Por otra parte y por último, así como la escucha analítica nos ilustra sobre el complejo proceso de cercamiento en la cura del objeto a, no simbolizado, donde se inscribe lo turbio, lo inquietante, lo terrible, también puede ilustrarnos sobre la importancia de prestar atención en el espacio social a territorios no evidentes desde la perspectiva de los códigos hegemónicos. Como lo plantea Zizek, la representación simbólica del todo social se construye sobre la necesaria negación de un antagonismo básico, antagonismo cuya existencia y postulación previene que la realidad social se constituya como un todo cerrado o como una estructura armónica o balanceada [15] . Pero esta negación regresa a la representación global bajo la forma de algo indeterminado o indecidible. Tan indeterminado y monstruoso como las muertas de Juárez, tan inquietante e indecidible como los caracoles zapatistas. Por eso, tal vez podemos decir con Derrida: “Debemos aprender cómo dejar que el espectro hable, cómo devolverle el habla, aunque esté dentro de nosotros, en el otro, o en el otro que está en nosotros” [16] .

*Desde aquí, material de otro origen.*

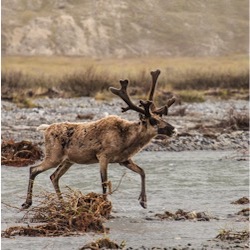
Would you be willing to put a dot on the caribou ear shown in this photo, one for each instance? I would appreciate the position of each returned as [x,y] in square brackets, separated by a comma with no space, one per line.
[153,121]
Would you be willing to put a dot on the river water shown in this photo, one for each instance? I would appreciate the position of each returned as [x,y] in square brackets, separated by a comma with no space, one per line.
[202,181]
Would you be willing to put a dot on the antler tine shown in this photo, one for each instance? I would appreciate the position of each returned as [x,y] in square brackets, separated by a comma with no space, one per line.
[155,74]
[164,109]
[123,94]
[146,105]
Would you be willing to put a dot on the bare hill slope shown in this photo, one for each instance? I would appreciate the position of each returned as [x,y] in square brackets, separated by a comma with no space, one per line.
[98,28]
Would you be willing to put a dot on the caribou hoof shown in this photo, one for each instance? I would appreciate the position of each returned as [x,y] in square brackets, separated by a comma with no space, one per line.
[143,201]
[26,204]
[143,204]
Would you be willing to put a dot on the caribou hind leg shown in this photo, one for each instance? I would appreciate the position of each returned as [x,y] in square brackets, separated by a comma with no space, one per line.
[34,171]
[132,166]
[59,172]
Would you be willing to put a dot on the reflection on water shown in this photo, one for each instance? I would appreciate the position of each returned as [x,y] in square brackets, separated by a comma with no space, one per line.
[199,180]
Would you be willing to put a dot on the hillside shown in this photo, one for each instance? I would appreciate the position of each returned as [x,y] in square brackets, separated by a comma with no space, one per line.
[124,28]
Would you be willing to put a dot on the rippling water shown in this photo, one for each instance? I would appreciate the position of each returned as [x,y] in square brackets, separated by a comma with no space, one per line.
[200,180]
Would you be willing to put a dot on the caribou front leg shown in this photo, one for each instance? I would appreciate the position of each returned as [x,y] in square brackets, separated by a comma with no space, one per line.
[132,166]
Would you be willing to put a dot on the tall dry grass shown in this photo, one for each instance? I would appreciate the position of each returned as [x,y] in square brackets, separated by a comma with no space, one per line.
[79,76]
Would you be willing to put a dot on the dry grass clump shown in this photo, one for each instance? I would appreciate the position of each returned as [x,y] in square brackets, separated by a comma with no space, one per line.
[85,83]
[103,243]
[78,213]
[236,121]
[79,76]
[242,201]
[203,80]
[229,235]
[19,154]
[185,215]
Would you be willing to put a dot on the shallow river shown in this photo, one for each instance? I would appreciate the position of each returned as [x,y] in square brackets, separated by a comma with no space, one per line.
[202,181]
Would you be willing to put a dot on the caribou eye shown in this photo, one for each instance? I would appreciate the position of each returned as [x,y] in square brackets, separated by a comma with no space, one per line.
[153,121]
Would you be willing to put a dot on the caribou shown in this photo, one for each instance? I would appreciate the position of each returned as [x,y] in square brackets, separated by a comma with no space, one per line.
[108,140]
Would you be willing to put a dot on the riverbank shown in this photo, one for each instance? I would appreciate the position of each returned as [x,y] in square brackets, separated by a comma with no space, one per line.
[211,125]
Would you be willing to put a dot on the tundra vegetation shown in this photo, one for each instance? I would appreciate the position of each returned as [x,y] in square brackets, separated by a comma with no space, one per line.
[192,78]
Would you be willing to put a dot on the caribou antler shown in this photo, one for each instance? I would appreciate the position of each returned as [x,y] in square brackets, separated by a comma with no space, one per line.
[123,94]
[164,109]
[155,75]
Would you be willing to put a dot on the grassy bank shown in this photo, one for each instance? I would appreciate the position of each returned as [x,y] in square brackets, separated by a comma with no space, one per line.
[79,76]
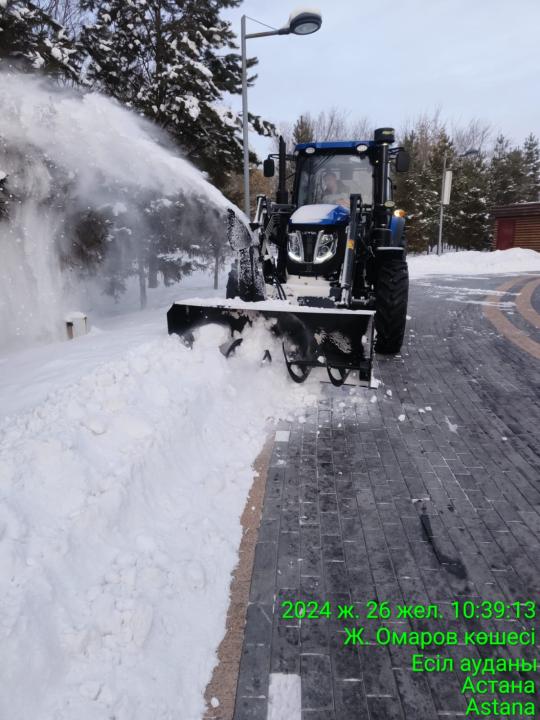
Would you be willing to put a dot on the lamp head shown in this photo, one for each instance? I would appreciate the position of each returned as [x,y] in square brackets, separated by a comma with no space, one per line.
[305,21]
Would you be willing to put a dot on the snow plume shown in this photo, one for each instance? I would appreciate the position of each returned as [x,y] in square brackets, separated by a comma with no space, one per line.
[88,190]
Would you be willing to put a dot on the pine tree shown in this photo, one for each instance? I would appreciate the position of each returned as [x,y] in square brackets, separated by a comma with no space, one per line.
[417,192]
[469,208]
[303,130]
[30,39]
[531,167]
[173,60]
[506,174]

[2] Cfr. M. Foucault, Tecnologías del yo, Paidós, Barcelona, 1990

[3] R. Barthes, op.cit.,, p.229.

[4] Cfr. Carlos Lenkersdorf, Los hombres verdaderos, Siglo XXI,

[5] Citado por Gemma Corradi Fiumara en The other side of language, a philosophy of listening, Routledge, London and New York, 1990, p.6 de M. Heidegger, Early greek thinking, New York, Harper &Row, 1975, p.64.

[6] Cfr. Norbert Bilbeny, Democracia para la diversidad, Ariel, Barcelona, 1999.

[7] Ibid., p.19.

[8] Este pasaje de La República es comentado por Susan Bickford en The dissonance of democracy, Cornell University Press, 1966, p.1.

[9] R.Barthes, Lo obvio y lo obtuso, Paidós, Barcelona, 1992, p.255.

[10] VM, p.555.

[11] Barthes, op.cit., p.255.

[12] S. Zizek, El espinoso sujeto, Paidós, Barcelona, 2001, p.202.

[13] Cfr. J. Ranciere, El desacuerdo, Nueva Visión, 1996.

[14] Me remito a lo que expuso Julio Casillas en el coloquio “Filosofía y psicoanálisis” en la Facultad de Filosofía y Letras, UNAM, en septiembre del 2003.

[15] Zizek,, “`I Hear You with My Eyes´; or, The Invisible Master”, en Renata Salecl and Slavoy Zizek, eds., Gaze and Voice as love objects, Duke University Press, 1996, pp.113-4.

[16] Cit. por M.Shildrick, en “Monsters, marvels and metaphysics”, de J. Derrida, Spectres of Marx, en Maureen McNeil, Lynne Pearce and Beerley Skeggs, eds., Transformations, Thinking through Feminism, Routledge, London and New York, 2000, p.313.